Мальми была одной из немногих, кто хорошо относился к моим тёткам. Остальными двумя людьми в этом городе, кто тоже относился к ним хорошо, были её младшие сёстры — Сеги и Теги. Удивительно было вот что: я ни разу за последние десять лет не вспомнила ни о Мальми, ни о её сёстрах и даже не уверена была в том, что, если бы услышала их имена, смогла бы сказать, откуда именно я их знаю. Но вот парадокс: как только в телефонной трубке я услышала голос Мальми, я будто бы сразу вспомнила и её, и двух её сестёр, и их маленький домик, который по иронии расположился даже дальше от города, чем дом моих тёток. Неудивительно, что Мальми хорошо относилась к ним: судя по всему, они с сёстрами были отшельницами ещё бóльшими, чем тётя Роза и тётя Лилия.
Дом Мальми стоит чуть поодаль от того холма, на котором, возвышаясь белой глыбой, расположилось примитивно простое здание музея, похожее больше не на здание даже, а на иллюстрацию из учебника по черчению. Дом Мальми оказывается таким же маленьким, каким он мне запомнился — точнее, каким я его вспомнила, когда увидела. Прямо перед ним простирается бесконечная, бескрайняя пустыня, и можно подумать, что если в мире и существует дом, стоящий на самом краю света, то это — именно он.
Когда я стучусь в старую деревянную дверь, я пребываю в непоколебимой уверенности, что увижу взрослую женщину, — Мальми, в конце концов, была ощутимо старше меня. Когда мне открывает дверь девушка, которой с натяжкой можно дать максимум тридцать лет, мне думается, что это Теги — младшая из сестёр.
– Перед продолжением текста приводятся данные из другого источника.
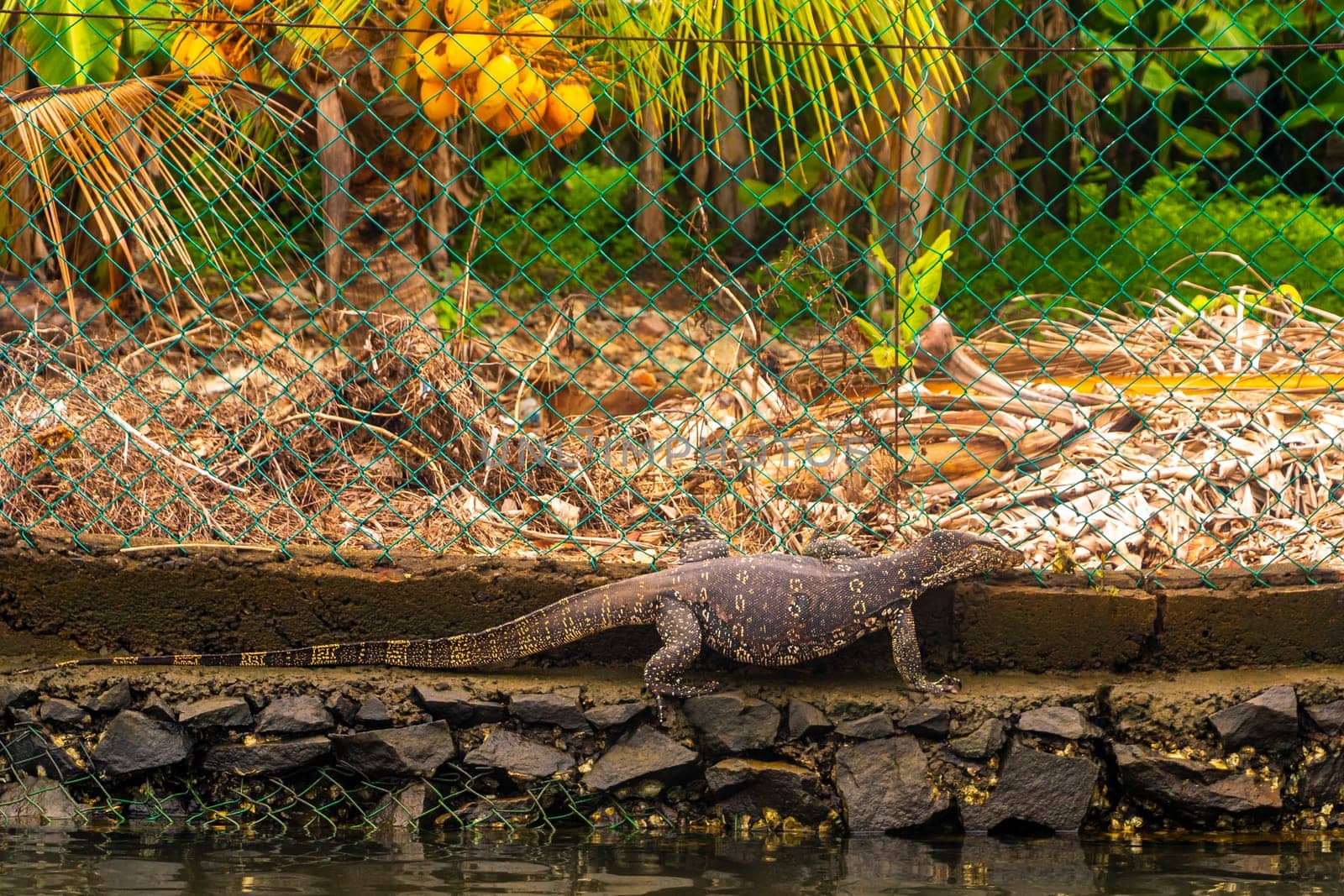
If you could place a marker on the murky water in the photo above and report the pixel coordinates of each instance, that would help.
(38, 862)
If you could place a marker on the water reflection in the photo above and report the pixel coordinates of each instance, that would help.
(121, 862)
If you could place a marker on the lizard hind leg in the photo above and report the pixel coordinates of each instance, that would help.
(664, 673)
(905, 653)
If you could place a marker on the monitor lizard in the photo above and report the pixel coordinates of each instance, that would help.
(761, 609)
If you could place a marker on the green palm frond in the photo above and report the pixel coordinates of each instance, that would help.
(839, 54)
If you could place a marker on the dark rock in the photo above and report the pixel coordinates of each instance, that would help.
(268, 758)
(373, 714)
(302, 715)
(561, 710)
(17, 694)
(37, 801)
(1323, 781)
(215, 712)
(342, 707)
(927, 721)
(456, 707)
(806, 720)
(1328, 718)
(750, 788)
(1267, 723)
(732, 723)
(885, 785)
(405, 808)
(1058, 721)
(29, 750)
(114, 699)
(134, 743)
(1193, 789)
(981, 743)
(158, 708)
(487, 813)
(1037, 788)
(613, 715)
(62, 712)
(867, 728)
(159, 810)
(644, 752)
(416, 750)
(515, 754)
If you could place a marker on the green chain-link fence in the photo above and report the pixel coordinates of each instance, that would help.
(50, 782)
(474, 278)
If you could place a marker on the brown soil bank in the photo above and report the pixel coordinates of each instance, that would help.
(58, 600)
(1214, 750)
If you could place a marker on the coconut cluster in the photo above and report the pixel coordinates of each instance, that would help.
(479, 69)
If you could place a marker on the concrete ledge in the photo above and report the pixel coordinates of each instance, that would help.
(58, 600)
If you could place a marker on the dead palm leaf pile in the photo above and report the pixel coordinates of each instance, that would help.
(1105, 441)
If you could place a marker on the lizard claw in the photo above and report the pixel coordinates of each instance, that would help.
(942, 685)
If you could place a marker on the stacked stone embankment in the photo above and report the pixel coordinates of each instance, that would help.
(1227, 752)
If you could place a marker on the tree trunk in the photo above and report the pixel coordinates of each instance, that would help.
(382, 305)
(651, 223)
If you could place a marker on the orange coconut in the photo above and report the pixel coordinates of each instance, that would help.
(496, 85)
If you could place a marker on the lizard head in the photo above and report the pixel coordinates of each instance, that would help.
(956, 555)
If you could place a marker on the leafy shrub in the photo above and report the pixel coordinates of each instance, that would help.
(558, 235)
(1292, 239)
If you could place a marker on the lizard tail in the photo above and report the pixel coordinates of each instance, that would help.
(551, 626)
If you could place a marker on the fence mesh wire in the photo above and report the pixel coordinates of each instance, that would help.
(499, 278)
(44, 781)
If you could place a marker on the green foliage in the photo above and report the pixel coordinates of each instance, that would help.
(65, 49)
(1160, 237)
(571, 233)
(916, 291)
(1202, 94)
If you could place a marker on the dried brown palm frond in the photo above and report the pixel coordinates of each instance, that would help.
(121, 149)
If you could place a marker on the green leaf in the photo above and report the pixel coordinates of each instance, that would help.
(144, 38)
(764, 195)
(1156, 76)
(882, 354)
(1119, 11)
(1222, 31)
(921, 285)
(67, 50)
(1198, 143)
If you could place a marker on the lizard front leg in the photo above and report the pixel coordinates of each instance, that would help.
(664, 673)
(905, 653)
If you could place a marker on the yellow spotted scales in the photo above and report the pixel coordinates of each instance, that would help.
(763, 609)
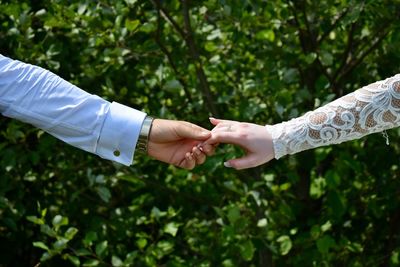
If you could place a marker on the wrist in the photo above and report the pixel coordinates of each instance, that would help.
(145, 131)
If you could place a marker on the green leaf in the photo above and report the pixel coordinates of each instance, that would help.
(90, 263)
(44, 228)
(116, 261)
(247, 250)
(89, 238)
(141, 243)
(171, 228)
(104, 193)
(74, 260)
(60, 244)
(262, 222)
(101, 248)
(70, 233)
(325, 243)
(267, 34)
(35, 220)
(59, 220)
(285, 244)
(41, 245)
(132, 25)
(233, 214)
(317, 187)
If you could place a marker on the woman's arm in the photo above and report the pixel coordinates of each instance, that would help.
(111, 130)
(373, 108)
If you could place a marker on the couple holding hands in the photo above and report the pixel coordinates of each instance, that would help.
(114, 131)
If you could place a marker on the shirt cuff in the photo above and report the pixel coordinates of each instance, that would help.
(120, 133)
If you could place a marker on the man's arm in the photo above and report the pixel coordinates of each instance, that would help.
(110, 130)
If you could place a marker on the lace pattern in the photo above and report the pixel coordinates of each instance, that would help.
(371, 109)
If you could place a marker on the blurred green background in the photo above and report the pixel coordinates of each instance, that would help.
(256, 61)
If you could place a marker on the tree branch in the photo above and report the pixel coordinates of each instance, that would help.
(187, 34)
(354, 63)
(204, 85)
(339, 17)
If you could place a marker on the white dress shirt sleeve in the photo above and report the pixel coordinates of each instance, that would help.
(39, 97)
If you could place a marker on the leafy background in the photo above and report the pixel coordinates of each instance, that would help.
(258, 61)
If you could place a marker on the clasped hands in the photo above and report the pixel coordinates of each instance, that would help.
(186, 145)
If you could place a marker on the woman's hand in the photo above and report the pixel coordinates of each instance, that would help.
(254, 139)
(176, 142)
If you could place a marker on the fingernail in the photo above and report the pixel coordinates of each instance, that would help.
(227, 164)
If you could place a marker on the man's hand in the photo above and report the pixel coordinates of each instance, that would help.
(176, 142)
(253, 138)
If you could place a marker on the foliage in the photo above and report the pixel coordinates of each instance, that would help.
(258, 61)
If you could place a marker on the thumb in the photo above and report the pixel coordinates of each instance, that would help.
(191, 131)
(245, 162)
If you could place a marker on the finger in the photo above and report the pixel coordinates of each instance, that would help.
(209, 150)
(248, 161)
(191, 131)
(224, 137)
(199, 156)
(188, 162)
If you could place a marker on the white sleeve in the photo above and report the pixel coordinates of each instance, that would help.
(39, 97)
(373, 108)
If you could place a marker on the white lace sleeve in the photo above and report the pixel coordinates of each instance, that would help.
(371, 109)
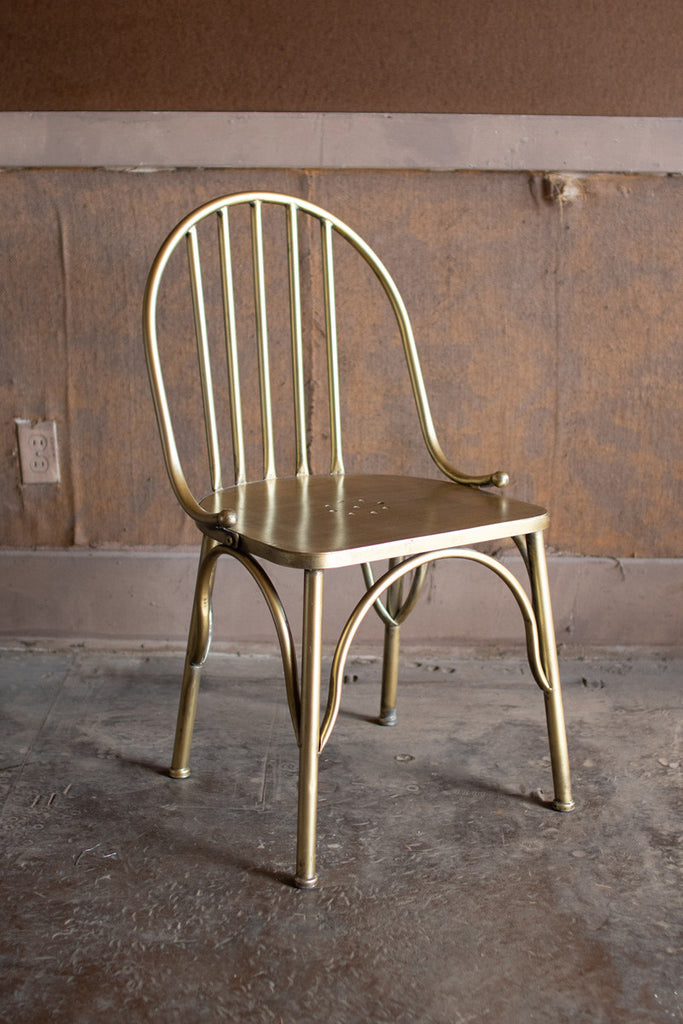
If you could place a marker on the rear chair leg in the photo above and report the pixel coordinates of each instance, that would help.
(554, 712)
(389, 675)
(309, 729)
(199, 642)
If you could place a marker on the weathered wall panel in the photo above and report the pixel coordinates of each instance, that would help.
(550, 335)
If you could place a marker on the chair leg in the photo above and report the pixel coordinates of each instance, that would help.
(309, 729)
(389, 675)
(199, 642)
(554, 711)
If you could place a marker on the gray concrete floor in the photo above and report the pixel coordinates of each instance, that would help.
(449, 892)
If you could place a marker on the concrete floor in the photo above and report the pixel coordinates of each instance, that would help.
(449, 893)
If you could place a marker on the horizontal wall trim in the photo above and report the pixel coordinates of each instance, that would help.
(146, 140)
(144, 596)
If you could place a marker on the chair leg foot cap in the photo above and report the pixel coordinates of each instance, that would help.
(305, 883)
(562, 805)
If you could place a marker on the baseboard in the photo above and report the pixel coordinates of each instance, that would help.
(119, 597)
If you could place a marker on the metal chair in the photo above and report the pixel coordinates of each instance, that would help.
(321, 521)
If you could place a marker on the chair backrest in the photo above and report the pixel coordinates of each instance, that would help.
(222, 211)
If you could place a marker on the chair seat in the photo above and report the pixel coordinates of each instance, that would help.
(314, 522)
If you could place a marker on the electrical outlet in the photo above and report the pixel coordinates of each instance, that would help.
(39, 455)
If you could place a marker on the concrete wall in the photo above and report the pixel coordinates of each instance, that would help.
(491, 56)
(548, 320)
(550, 335)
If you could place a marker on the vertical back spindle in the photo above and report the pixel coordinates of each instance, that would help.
(231, 345)
(204, 359)
(337, 462)
(297, 341)
(262, 339)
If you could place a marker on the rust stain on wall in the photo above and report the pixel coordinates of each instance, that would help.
(549, 332)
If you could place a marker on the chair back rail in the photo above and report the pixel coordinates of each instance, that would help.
(330, 227)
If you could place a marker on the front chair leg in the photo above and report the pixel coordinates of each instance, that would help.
(309, 728)
(199, 642)
(554, 712)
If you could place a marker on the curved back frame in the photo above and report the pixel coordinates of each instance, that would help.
(330, 226)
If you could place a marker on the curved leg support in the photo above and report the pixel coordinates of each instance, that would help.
(356, 616)
(199, 642)
(392, 613)
(554, 711)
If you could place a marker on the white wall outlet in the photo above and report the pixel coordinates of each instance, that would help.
(39, 455)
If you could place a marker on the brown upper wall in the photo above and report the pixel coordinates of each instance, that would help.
(481, 56)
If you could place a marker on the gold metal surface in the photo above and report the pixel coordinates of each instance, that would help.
(314, 522)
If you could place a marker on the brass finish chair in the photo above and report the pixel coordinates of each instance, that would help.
(317, 522)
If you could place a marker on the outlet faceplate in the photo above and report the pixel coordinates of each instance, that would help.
(39, 455)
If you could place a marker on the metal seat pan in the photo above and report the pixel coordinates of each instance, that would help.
(316, 522)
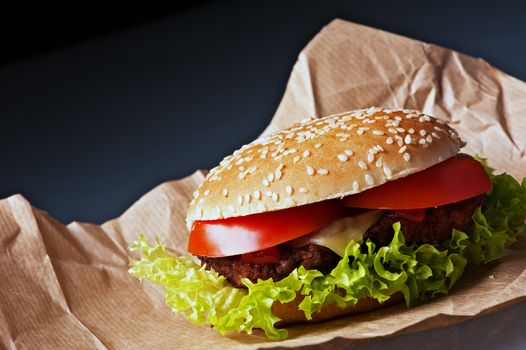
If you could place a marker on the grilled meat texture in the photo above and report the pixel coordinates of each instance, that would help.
(311, 256)
(436, 227)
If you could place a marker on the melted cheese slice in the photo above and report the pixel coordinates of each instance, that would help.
(339, 233)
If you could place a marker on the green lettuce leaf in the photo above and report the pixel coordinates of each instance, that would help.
(418, 272)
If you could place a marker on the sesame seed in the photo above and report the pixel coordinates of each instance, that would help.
(369, 179)
(362, 165)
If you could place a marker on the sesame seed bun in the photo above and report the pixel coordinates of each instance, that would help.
(320, 159)
(289, 313)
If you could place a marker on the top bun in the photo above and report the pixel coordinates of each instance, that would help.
(320, 159)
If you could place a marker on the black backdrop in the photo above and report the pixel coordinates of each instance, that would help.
(99, 105)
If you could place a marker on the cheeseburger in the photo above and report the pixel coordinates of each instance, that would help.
(333, 216)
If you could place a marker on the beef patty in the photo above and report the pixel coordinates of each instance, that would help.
(436, 227)
(311, 256)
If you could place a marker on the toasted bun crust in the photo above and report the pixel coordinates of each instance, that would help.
(320, 159)
(289, 312)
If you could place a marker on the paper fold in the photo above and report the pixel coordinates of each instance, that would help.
(68, 286)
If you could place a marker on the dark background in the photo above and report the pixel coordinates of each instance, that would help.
(99, 105)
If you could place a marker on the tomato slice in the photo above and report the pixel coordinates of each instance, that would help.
(413, 215)
(245, 234)
(453, 180)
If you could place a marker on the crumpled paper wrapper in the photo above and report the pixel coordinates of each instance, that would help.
(68, 286)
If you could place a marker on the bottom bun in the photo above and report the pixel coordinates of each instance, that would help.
(289, 312)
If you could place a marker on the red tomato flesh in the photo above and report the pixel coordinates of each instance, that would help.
(250, 233)
(453, 180)
(413, 215)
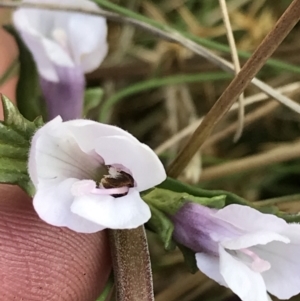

И как же я удивляюсь, когда слышу тот же самый голос, что говорил со мной по телефону несколько дней назад:
— А вот и ты. Здравствуй.
Я оглядываю её, не желая верить своим глазам; Мальми выглядит точно так же, как выглядела десять лет назад, а то и вовсе — как в те годы, когда я была ребёнком. У неё, возможно, появились маленькие морщинки в уголках глаз и на лбу, но и те нельзя назвать проявлениями возраста. Всё те же густые длинные волосы, собранные в тугую косу, ниспадающую до пояса; всё та же тонкая талия и те же узкие плечи, которые я вспоминаю по крупицам, едва только обращаю на них своё внимание.
— Здравствуй, — я улыбаюсь ей, и мне вдруг становится неловко; я редко переживала по поводу своих лет, но сейчас наверняка выглядела очень постаревшей по сравнению с ней.
Позади Мальми, словно из ниоткуда, возникли две её молодые копии: сёстры так похожи на неё, словно они были её портретами, нарисованными, правда, в некоторой вольной интерпретации разных художников. У Сеги, второй по старшинству, кожа чуть темнее, чем у её сестёр; она ниже ростом и тоньше них и напоминает маленькую изящную статуэтку, вырезанную из прочного дерева. Теги, младшая сестра, выше Сеги и Мальми, и у неё особенно выразительные глаза зелёного цвета, похожие на нефритовые бусинки, тогда как у её сестёр — синие.
Младшие сёстры Мальми кланяются мне низко-низко, разве что не в пол. Они обе одеты в длинные шёлковые платья белого цвета, словно две юные прекрасные невесты; Мальми же облачена в тёмно-синий бархат.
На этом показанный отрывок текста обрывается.